I am new to time-series forecasting. I am working now on a task in which I have a data set, containing samples of approx. 15 variables for every hour for several years. Then, I have a test data set (continues at the next time step where training data ended) containing values for all the variables except one. My task is to build a model using training data that can predict that one variable in the test data set.
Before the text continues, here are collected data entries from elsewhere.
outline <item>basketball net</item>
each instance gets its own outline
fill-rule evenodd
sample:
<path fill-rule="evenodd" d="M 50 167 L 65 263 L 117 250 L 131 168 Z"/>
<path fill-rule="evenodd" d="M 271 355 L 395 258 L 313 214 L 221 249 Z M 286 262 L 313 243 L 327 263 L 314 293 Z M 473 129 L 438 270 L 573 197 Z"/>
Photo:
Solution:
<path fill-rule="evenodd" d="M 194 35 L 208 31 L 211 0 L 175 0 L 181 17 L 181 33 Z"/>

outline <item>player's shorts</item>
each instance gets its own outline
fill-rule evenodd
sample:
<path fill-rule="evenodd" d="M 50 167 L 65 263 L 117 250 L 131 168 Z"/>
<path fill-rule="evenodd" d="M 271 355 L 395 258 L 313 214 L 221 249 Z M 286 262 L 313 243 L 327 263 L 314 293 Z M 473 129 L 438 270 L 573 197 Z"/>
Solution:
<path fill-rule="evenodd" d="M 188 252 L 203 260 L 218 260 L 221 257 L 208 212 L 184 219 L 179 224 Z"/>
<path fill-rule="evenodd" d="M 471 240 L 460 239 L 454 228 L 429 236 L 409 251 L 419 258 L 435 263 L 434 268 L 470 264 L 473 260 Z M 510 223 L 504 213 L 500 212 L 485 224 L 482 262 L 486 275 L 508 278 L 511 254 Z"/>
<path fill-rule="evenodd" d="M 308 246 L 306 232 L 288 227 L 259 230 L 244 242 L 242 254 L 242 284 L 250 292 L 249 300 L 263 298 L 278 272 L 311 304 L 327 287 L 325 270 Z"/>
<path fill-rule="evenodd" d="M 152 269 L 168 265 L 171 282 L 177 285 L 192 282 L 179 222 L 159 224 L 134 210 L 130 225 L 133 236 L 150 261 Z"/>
From reading online, I understood I could use vector autoregression (VAR). I have read many tutorials such as this one. I understand most of it except one thing. When it comes to predicting, they (in the tutorials) predict all the variables. However, I would like to do something different: I would like to predict just the one target variable. And of course take into account values of the other variables in the test data set.
To illustrate this, let's say Var Z
is my target variable and this is my training set:
Var X Var Y Var Z
Day 1 11 20 30
Day 2 22 40 60
Day 3 33 60 90
Then this is my test set for which I want to predict Var Z
:
Var X Var Y Var Z
Day 4 44 80 ??
Day 5 55 84 ??
Day 6 66 88 ??
But in the tutorials I have seen so far, they always predict all variables!
Question: How to specify I want to forecast only a single variable for certain timestamps and take into account values of other variables at those timestamps? Is VAR not the right tool to use?
I would be most grateful if someone could point me in the right direction. I use Python.